When purchasing any business, it’s extremely important to look at the competitors of that business! These individuals or companies can give you invaluable information about the business venture you’re about to undertake, like whether you should actually buy the business or not! Websites are the exact same way.
The easiest way to find competitors of a website is to look at the search results for some of the keywords that the website ranks for. If you see a particular website showing up in the results for multiple keywords your target website is writing for, they’re likely a direct competitor of yours!
I always like to collect about 10 of these frequent competitors and take a bit of a deeper dive into them. This amount should give you a good idea on the website’s total scope of competition.
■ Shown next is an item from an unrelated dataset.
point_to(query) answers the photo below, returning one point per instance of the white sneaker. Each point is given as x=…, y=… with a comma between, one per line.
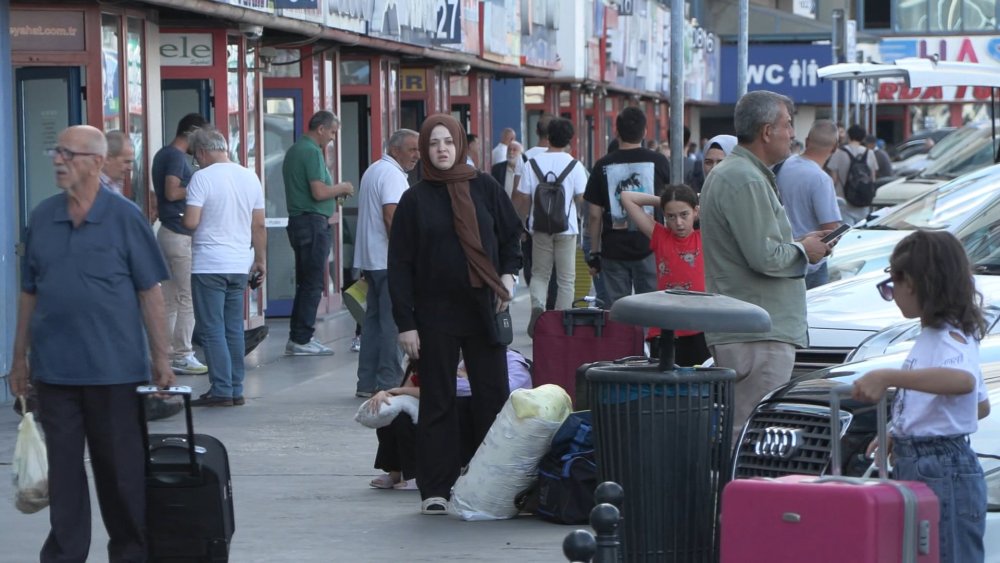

The first thing to look at is if the competitors are massive companies or organizations or not. If most or all of a website’s competition are big players, there’s two sides to the coin. On one hand, it means that it’s a very lucrative space with lots of money to be made and a large audience. However, on the other hand, it means that it could be very difficult to grow with such big players dominating the space.
In most cases, if more than a few of the competitors are very large publications, I would advise that you stay out of the space. Remember, we’re looking for websites with growth potential. Or, at the very least, a stable forecast. We don’t want a website that’s slowly going to be crushed by big players.
If most of the competition is made up of small, non-authoritative websites, then you’re likely in a good place!
We’ll want to use these competitors as a guide for content opportunities, monetization opportunities, and backlink opportunities. Essentially, we want to see what they’re doing well so that we can steal from them, and what they’re not doing well so that we can dominate those areas.